The Supreme Court grappled Tuesday with a case concerning racial bias in jury deliberations, as the justices considered the case of a juror in Colorado who urged other jurors to find a man guilty “because he’s Mexican and Mexicans take whatever they want.”
The case pits secrecy rules in jury deliberations against the Sixth Amendment’s guarantee of a fair and impartial jury. The justices considered whether the so-called “no impeachment” rule — meant to protect the secrecy of jury deliberations and the finality of jury verdicts — should be pierced when the deliberations include racial bias.
As the lawyer for criminal defendant Miguel Angel Pena-Rodriguez began his argument seeking a new trial for his client, Chief Justice John Roberts and Justice Samuel Alito jumped in almost immediately.
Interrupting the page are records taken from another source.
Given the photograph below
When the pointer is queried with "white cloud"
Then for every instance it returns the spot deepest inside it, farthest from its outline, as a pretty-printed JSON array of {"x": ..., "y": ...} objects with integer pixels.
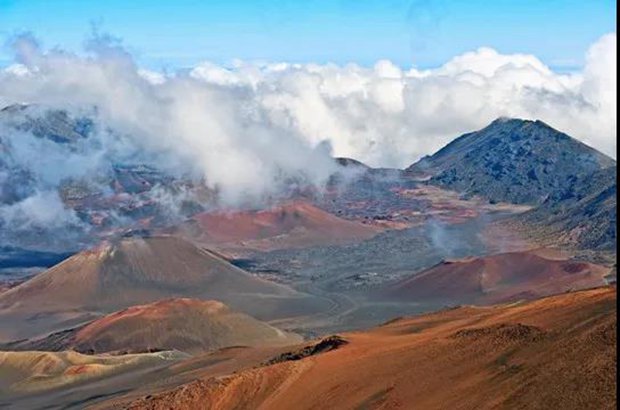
[{"x": 248, "y": 127}]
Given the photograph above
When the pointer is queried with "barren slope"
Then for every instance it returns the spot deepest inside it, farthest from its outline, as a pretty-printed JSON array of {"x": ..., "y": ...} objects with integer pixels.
[
  {"x": 557, "y": 352},
  {"x": 188, "y": 325},
  {"x": 136, "y": 271},
  {"x": 497, "y": 278},
  {"x": 294, "y": 224}
]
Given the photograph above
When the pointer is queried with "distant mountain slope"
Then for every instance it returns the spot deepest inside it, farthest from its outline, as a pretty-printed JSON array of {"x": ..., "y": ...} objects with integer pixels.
[
  {"x": 512, "y": 160},
  {"x": 583, "y": 215},
  {"x": 553, "y": 353},
  {"x": 496, "y": 278},
  {"x": 136, "y": 271},
  {"x": 188, "y": 325},
  {"x": 294, "y": 224}
]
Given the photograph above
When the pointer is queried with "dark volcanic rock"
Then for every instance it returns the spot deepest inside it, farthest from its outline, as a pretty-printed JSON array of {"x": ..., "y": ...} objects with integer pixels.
[
  {"x": 582, "y": 215},
  {"x": 512, "y": 160}
]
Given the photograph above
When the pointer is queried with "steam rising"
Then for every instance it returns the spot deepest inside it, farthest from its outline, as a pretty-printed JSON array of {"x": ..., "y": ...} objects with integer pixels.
[{"x": 250, "y": 130}]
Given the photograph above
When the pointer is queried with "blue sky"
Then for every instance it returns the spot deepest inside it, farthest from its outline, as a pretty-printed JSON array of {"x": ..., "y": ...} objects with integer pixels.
[{"x": 174, "y": 34}]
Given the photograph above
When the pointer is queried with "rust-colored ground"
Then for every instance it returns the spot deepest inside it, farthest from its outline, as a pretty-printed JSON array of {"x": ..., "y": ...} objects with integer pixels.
[
  {"x": 189, "y": 325},
  {"x": 498, "y": 278},
  {"x": 553, "y": 353}
]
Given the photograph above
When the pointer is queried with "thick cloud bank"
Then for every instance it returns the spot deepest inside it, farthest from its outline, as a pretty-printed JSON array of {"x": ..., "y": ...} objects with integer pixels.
[{"x": 249, "y": 127}]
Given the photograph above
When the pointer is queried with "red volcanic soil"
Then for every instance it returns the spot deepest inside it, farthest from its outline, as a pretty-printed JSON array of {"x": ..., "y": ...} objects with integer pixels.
[
  {"x": 553, "y": 353},
  {"x": 497, "y": 278},
  {"x": 295, "y": 224},
  {"x": 137, "y": 271},
  {"x": 188, "y": 325}
]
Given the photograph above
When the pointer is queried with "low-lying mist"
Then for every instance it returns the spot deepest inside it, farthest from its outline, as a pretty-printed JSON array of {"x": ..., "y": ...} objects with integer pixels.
[{"x": 251, "y": 132}]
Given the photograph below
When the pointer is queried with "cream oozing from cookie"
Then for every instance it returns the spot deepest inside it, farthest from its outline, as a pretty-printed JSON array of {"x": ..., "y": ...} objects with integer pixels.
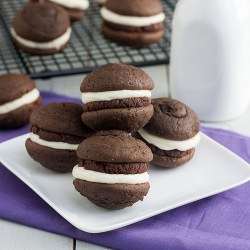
[
  {"x": 133, "y": 21},
  {"x": 114, "y": 95},
  {"x": 54, "y": 44},
  {"x": 25, "y": 99},
  {"x": 93, "y": 176},
  {"x": 50, "y": 144},
  {"x": 165, "y": 144},
  {"x": 73, "y": 4}
]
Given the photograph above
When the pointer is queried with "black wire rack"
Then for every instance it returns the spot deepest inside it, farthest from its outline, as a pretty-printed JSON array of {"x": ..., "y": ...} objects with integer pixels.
[{"x": 87, "y": 49}]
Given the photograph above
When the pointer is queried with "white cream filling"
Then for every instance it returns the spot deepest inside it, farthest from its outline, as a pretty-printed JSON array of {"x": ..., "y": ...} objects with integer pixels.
[
  {"x": 73, "y": 4},
  {"x": 165, "y": 144},
  {"x": 54, "y": 44},
  {"x": 93, "y": 176},
  {"x": 113, "y": 95},
  {"x": 131, "y": 20},
  {"x": 56, "y": 145},
  {"x": 27, "y": 98}
]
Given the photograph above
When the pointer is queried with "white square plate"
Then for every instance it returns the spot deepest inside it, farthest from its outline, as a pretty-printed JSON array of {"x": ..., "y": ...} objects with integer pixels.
[{"x": 212, "y": 170}]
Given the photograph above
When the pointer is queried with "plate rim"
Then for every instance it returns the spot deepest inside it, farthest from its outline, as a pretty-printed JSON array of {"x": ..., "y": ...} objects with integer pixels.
[{"x": 102, "y": 229}]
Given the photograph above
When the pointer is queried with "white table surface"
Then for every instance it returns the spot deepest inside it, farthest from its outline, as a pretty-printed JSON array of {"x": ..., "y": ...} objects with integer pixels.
[{"x": 18, "y": 237}]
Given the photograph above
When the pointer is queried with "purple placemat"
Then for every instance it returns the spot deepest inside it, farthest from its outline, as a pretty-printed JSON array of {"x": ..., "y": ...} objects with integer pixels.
[{"x": 218, "y": 222}]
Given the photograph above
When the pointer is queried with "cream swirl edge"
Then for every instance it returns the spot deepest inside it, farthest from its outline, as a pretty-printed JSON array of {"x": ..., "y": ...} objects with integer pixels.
[
  {"x": 93, "y": 176},
  {"x": 55, "y": 145},
  {"x": 133, "y": 21},
  {"x": 165, "y": 144},
  {"x": 101, "y": 1},
  {"x": 27, "y": 98},
  {"x": 54, "y": 44},
  {"x": 73, "y": 4},
  {"x": 113, "y": 95}
]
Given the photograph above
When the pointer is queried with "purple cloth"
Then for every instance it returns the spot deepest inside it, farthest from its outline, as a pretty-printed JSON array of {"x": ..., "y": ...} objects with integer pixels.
[{"x": 218, "y": 222}]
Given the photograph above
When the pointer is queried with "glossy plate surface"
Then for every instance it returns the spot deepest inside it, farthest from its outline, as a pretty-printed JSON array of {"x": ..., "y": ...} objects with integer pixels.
[{"x": 212, "y": 170}]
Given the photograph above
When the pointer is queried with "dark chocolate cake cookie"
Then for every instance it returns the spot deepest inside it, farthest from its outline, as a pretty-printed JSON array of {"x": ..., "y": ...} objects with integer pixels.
[
  {"x": 56, "y": 132},
  {"x": 112, "y": 169},
  {"x": 172, "y": 133},
  {"x": 117, "y": 96}
]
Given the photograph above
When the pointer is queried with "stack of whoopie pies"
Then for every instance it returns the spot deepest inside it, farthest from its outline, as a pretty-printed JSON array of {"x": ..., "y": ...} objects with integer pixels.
[
  {"x": 112, "y": 171},
  {"x": 109, "y": 165}
]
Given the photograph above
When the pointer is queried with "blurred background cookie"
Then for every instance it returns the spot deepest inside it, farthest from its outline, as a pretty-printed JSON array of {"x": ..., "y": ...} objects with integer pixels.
[
  {"x": 172, "y": 133},
  {"x": 137, "y": 23},
  {"x": 117, "y": 96},
  {"x": 41, "y": 28},
  {"x": 18, "y": 98},
  {"x": 112, "y": 171},
  {"x": 75, "y": 8},
  {"x": 56, "y": 132}
]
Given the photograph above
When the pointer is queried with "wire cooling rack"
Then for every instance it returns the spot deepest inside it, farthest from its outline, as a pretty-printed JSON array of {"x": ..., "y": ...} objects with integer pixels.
[{"x": 87, "y": 49}]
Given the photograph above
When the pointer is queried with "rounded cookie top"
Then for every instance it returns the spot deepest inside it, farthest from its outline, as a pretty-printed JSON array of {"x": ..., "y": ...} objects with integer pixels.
[
  {"x": 116, "y": 76},
  {"x": 41, "y": 22},
  {"x": 140, "y": 8},
  {"x": 64, "y": 118},
  {"x": 173, "y": 120},
  {"x": 13, "y": 86},
  {"x": 114, "y": 146}
]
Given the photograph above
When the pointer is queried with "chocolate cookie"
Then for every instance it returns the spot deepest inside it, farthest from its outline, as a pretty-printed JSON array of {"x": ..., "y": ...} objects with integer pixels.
[
  {"x": 74, "y": 8},
  {"x": 172, "y": 133},
  {"x": 112, "y": 169},
  {"x": 56, "y": 132},
  {"x": 41, "y": 28},
  {"x": 101, "y": 2},
  {"x": 18, "y": 98},
  {"x": 117, "y": 96},
  {"x": 136, "y": 23}
]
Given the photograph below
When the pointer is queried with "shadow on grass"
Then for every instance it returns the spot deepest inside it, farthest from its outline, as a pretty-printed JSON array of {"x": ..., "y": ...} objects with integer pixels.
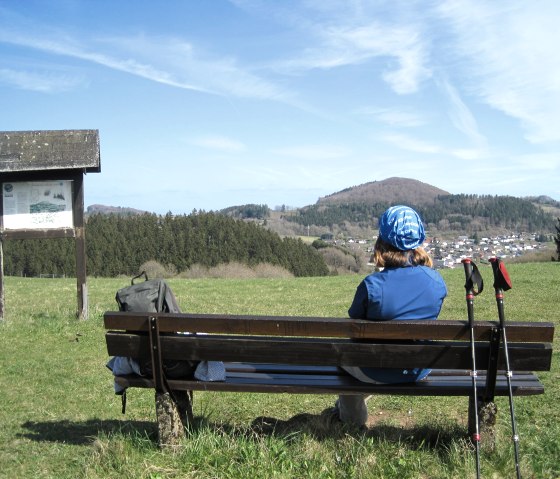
[
  {"x": 324, "y": 426},
  {"x": 85, "y": 432},
  {"x": 327, "y": 426}
]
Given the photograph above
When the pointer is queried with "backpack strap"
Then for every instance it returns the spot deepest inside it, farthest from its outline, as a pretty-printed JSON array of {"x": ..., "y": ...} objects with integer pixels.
[{"x": 155, "y": 349}]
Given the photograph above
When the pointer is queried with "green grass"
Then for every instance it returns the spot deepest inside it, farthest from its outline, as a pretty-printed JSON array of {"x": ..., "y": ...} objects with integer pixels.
[{"x": 60, "y": 419}]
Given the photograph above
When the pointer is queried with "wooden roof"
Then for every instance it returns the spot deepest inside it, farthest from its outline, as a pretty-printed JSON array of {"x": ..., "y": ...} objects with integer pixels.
[{"x": 26, "y": 151}]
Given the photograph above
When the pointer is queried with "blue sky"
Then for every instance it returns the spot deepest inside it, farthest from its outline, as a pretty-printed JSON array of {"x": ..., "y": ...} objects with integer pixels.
[{"x": 212, "y": 103}]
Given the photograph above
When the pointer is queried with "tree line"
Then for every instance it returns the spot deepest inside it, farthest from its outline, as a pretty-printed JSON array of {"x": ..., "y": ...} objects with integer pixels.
[
  {"x": 447, "y": 212},
  {"x": 119, "y": 245}
]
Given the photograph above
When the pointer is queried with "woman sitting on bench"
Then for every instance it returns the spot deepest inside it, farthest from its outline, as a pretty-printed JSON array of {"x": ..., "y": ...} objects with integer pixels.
[{"x": 406, "y": 288}]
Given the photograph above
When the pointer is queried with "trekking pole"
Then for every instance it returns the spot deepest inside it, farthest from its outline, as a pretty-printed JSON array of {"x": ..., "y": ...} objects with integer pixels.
[
  {"x": 472, "y": 277},
  {"x": 503, "y": 283}
]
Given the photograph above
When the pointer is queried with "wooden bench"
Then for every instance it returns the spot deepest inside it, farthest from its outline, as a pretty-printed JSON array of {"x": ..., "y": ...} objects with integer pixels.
[{"x": 302, "y": 355}]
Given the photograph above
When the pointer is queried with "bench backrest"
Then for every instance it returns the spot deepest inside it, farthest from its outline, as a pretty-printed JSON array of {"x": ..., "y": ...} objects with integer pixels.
[{"x": 441, "y": 344}]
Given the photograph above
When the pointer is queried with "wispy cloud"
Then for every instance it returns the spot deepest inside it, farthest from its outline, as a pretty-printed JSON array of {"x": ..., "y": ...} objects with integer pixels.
[
  {"x": 461, "y": 116},
  {"x": 405, "y": 142},
  {"x": 510, "y": 50},
  {"x": 219, "y": 143},
  {"x": 39, "y": 81},
  {"x": 167, "y": 60},
  {"x": 394, "y": 117},
  {"x": 313, "y": 152},
  {"x": 401, "y": 46}
]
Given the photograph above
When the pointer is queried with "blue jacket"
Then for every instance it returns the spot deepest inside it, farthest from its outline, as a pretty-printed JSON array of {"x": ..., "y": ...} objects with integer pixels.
[{"x": 412, "y": 292}]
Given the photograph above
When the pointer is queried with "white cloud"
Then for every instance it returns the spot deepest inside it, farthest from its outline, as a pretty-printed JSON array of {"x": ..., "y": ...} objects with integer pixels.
[
  {"x": 46, "y": 82},
  {"x": 511, "y": 51},
  {"x": 219, "y": 143},
  {"x": 411, "y": 144},
  {"x": 461, "y": 115},
  {"x": 394, "y": 116},
  {"x": 313, "y": 152},
  {"x": 343, "y": 45}
]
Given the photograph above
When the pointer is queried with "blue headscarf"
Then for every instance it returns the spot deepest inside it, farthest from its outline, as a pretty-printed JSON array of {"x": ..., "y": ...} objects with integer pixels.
[{"x": 402, "y": 227}]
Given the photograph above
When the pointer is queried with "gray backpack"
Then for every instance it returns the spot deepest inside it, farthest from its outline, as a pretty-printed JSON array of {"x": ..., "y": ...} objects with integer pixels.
[{"x": 154, "y": 296}]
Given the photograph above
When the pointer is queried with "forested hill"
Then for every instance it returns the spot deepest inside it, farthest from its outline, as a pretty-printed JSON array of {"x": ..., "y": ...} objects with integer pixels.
[
  {"x": 118, "y": 244},
  {"x": 392, "y": 191},
  {"x": 467, "y": 213}
]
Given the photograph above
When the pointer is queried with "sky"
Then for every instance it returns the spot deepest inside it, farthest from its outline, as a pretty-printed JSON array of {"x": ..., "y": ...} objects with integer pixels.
[{"x": 206, "y": 104}]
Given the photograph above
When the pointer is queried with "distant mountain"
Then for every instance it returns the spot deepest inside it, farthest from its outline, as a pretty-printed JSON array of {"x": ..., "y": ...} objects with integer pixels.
[
  {"x": 391, "y": 191},
  {"x": 112, "y": 210}
]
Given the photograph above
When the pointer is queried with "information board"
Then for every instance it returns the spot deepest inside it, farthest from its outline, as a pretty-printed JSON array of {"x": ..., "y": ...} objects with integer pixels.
[{"x": 32, "y": 205}]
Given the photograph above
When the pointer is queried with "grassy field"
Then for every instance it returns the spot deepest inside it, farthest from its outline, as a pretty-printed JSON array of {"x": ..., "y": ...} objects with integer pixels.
[{"x": 60, "y": 419}]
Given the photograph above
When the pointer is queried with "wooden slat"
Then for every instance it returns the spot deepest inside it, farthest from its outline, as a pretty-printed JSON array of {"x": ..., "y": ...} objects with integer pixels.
[
  {"x": 326, "y": 327},
  {"x": 332, "y": 352},
  {"x": 432, "y": 386}
]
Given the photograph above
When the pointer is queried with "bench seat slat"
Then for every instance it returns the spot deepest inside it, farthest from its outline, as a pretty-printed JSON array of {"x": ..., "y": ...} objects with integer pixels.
[
  {"x": 331, "y": 352},
  {"x": 459, "y": 385},
  {"x": 326, "y": 327}
]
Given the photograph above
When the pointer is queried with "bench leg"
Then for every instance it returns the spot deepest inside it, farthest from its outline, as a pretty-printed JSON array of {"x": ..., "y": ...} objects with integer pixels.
[
  {"x": 487, "y": 412},
  {"x": 174, "y": 414}
]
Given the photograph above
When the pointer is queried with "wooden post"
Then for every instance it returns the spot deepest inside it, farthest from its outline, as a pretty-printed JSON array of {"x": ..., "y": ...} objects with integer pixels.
[
  {"x": 48, "y": 156},
  {"x": 1, "y": 279},
  {"x": 79, "y": 228}
]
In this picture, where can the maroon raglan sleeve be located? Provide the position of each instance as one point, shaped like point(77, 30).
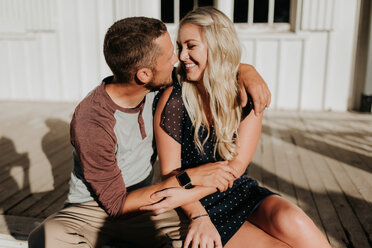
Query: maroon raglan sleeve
point(94, 140)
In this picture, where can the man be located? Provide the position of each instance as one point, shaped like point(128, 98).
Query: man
point(112, 133)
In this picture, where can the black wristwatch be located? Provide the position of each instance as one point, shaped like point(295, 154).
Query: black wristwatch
point(184, 180)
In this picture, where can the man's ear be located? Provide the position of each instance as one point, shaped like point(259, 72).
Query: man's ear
point(144, 75)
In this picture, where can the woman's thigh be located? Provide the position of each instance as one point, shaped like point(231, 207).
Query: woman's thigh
point(287, 222)
point(250, 235)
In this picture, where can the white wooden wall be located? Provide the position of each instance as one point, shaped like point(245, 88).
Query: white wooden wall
point(52, 50)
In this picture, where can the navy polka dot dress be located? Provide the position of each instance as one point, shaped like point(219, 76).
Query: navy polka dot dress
point(228, 210)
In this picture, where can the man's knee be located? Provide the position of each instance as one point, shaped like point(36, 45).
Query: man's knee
point(46, 234)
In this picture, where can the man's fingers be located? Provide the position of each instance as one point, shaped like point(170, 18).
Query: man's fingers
point(218, 243)
point(162, 193)
point(231, 170)
point(187, 241)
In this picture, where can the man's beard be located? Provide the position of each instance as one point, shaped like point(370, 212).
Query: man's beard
point(155, 86)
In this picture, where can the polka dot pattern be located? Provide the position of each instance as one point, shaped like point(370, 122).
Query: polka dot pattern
point(228, 210)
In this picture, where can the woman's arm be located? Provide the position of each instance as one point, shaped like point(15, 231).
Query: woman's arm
point(251, 81)
point(247, 140)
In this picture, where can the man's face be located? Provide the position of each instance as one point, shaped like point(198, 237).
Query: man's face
point(164, 63)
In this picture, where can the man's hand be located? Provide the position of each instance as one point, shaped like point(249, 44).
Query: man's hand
point(202, 233)
point(252, 82)
point(168, 199)
point(216, 175)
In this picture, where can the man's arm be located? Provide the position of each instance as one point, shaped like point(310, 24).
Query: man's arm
point(251, 81)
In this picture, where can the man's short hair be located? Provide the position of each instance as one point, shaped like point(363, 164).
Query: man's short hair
point(130, 45)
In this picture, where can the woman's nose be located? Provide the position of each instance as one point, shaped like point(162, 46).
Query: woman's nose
point(184, 55)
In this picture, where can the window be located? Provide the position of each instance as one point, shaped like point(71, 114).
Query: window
point(261, 11)
point(174, 10)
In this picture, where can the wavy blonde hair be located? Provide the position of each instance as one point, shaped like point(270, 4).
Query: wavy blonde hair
point(219, 80)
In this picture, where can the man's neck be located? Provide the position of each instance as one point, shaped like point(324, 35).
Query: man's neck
point(126, 95)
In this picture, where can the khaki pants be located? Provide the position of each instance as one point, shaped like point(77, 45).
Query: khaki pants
point(88, 225)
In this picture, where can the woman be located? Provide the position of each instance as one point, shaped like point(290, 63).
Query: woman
point(200, 121)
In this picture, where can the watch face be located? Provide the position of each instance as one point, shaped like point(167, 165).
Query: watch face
point(183, 178)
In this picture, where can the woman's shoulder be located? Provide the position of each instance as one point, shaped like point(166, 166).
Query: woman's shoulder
point(246, 110)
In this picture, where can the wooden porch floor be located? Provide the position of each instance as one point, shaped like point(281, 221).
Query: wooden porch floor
point(320, 161)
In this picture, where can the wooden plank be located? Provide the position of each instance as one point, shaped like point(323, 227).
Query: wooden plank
point(13, 195)
point(281, 150)
point(303, 185)
point(349, 220)
point(327, 212)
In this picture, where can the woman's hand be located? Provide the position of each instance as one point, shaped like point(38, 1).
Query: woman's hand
point(216, 175)
point(202, 233)
point(168, 199)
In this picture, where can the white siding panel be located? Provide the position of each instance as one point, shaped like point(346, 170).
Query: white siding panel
point(89, 46)
point(248, 52)
point(70, 49)
point(314, 72)
point(35, 70)
point(5, 68)
point(19, 69)
point(267, 65)
point(290, 63)
point(51, 67)
point(317, 15)
point(341, 57)
point(105, 19)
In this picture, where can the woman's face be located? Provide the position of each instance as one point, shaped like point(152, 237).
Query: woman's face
point(192, 51)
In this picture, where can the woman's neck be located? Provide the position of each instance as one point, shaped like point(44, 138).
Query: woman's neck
point(205, 99)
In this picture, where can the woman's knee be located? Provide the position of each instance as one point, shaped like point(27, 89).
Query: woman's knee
point(288, 218)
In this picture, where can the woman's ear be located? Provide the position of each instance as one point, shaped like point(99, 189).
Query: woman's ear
point(144, 75)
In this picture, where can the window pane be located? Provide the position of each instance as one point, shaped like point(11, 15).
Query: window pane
point(202, 3)
point(261, 11)
point(281, 12)
point(185, 7)
point(167, 8)
point(241, 11)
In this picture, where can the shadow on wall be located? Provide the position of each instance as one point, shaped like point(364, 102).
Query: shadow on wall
point(16, 198)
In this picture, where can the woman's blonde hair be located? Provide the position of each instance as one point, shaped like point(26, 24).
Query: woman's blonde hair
point(219, 80)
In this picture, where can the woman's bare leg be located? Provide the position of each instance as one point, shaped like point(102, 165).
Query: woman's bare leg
point(287, 222)
point(250, 235)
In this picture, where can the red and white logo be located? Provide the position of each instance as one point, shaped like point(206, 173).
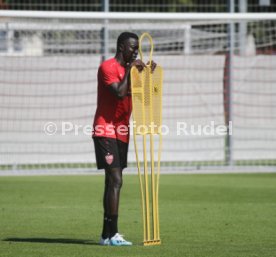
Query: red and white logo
point(109, 158)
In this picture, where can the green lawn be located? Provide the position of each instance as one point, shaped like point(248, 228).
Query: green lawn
point(200, 216)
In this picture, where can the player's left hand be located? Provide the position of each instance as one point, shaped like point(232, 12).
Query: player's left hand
point(153, 65)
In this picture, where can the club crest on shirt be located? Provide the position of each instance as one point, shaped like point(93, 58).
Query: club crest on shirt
point(109, 158)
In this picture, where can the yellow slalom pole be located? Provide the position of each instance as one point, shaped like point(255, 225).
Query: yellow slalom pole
point(157, 186)
point(146, 90)
point(146, 188)
point(141, 184)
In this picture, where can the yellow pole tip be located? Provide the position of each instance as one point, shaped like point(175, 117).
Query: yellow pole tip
point(152, 242)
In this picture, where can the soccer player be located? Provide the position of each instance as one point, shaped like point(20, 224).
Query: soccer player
point(111, 128)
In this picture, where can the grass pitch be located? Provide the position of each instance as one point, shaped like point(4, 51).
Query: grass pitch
point(200, 216)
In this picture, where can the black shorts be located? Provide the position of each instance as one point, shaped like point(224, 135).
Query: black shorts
point(110, 153)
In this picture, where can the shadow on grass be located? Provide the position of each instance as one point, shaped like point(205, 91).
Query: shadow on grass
point(51, 240)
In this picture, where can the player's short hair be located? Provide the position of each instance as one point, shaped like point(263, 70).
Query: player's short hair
point(125, 36)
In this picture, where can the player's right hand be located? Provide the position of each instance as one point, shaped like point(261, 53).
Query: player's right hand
point(138, 64)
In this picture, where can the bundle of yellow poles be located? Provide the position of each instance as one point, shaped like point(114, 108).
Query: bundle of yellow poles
point(146, 90)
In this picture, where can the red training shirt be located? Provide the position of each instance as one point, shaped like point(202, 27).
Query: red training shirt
point(112, 114)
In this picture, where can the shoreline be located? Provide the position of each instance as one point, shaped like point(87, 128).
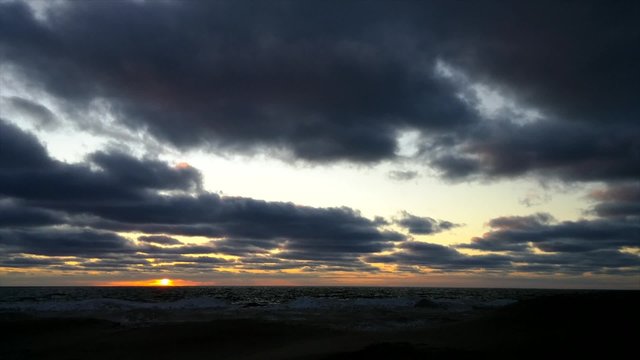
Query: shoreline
point(601, 323)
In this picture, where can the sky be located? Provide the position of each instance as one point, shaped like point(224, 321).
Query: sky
point(405, 143)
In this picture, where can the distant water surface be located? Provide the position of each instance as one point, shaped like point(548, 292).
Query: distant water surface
point(369, 307)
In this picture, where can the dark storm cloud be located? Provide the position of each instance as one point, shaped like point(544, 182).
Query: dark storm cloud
point(63, 242)
point(220, 75)
point(423, 225)
point(27, 262)
point(27, 172)
point(568, 151)
point(15, 214)
point(439, 257)
point(121, 196)
point(400, 175)
point(618, 201)
point(243, 76)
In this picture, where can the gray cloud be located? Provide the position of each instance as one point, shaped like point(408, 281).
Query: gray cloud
point(423, 225)
point(400, 175)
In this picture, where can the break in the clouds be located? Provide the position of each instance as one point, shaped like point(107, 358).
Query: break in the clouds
point(46, 216)
point(487, 91)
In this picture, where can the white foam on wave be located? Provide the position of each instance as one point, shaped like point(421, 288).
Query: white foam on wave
point(111, 305)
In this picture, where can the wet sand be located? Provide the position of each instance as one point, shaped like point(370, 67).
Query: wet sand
point(604, 324)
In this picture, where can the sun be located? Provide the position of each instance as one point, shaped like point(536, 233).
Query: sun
point(164, 282)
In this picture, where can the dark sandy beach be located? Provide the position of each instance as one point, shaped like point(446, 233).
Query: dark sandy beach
point(604, 324)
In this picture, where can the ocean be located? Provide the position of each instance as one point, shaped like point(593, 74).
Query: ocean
point(371, 308)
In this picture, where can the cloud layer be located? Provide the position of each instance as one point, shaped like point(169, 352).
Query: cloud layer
point(318, 82)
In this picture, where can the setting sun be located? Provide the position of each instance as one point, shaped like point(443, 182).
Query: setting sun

While both justices agreed the statements by the juror were clearly offensive — they were troubled with where they could draw the line.
“What about religious bias?” asked Roberts. He suggested that if the court were to allow an exception to jury secrecy for race “the next case” was going to concern religion.
But Pena-Rodriguez’s lawyer, Jeffrey Fisher, said that “race is different.” It was a point several of the more liberal justices seemed to agree upon.
Justice Elena Kagan noted there was “screaming race bias” in the jury room.
“I always thought the most pernicious and odious discrimination in our law is based on race,” Justice Sonia Sotomayor said.
Justice Stephen Breyer said, “We’re trying to create a fairer system in general and one that will be perceived as such.”
At a time when racial unrest has rocked the country, the Court has twice in two terms considered racial bias in the jury system. Last term a 7-1 court ruled in favor of a death row inmate in a case concerning racial discrimination in jury selection.
Pena-Rodriguez was charged with unlawful sexual contact and harassment after two girls testified that he groped them in a bathroom at a horse-racing track in Colorado. Their father, a track employee, called the police who caught up with Pena-Rodriguez later the same night. The girls positively identified him as their attacker and he was later convicted.
Consistent with the practice in the state, after the jury’s dismissal, defense counsel remained to speak with the jurors. Two jurors privately explained that during deliberations another juror called “H.C” in court papers had expressed bias toward Pena-Rodriguez because he is Hispanic.
The jurors signed affidavits outlining H.C’s remarks including the fact that he was an ex-law enforment officers who felt that “Mexican men had a bravado that caused them to believe they could do whatever they wanted with women.”
The defense moved for a new trial, but the request was denied. Lower courts held that the state’s “no impeachment rule” — could not be breached.
Sotomayor noted that everybody “is afraid of opening the door” in the case and asked Fisher to explain why the racial testimony in the case should be considered.
Fisher called racial bias a “stain” on the entire judicial system and the “integrity that it’s built upon.”
In court papers he emphasized that “infecting the deliberative process with such racial bias violates the right to an impartial jury.”
Roberts asked what would occur if the racial comments were “less direct” if, for example a juror referenced a bad neighborhood. Alito shared Roberts’ concern of a limiting principle in other cases.
Frederick R. Yarger , the solicitor general of Colorado, agreed that H.C.’s statements were “reprehensible” but he argued that sixth amendment does not compel an exception to “no-impeachment rules” even if there is misconduct during deliberations.
He argued there are safeguards built into the system including — voir dire — the chance to probe potential jurors before trial of any bias.
The Obama administration supports Colorado in the case.
“Racial bias is a real problem,” Assistant Solicitor General Rachel P. Kovner told the justices. “But there are ways to address that problem without undermining structural protections of the jury system that have withstood legal challenges for hundreds of year,” she said.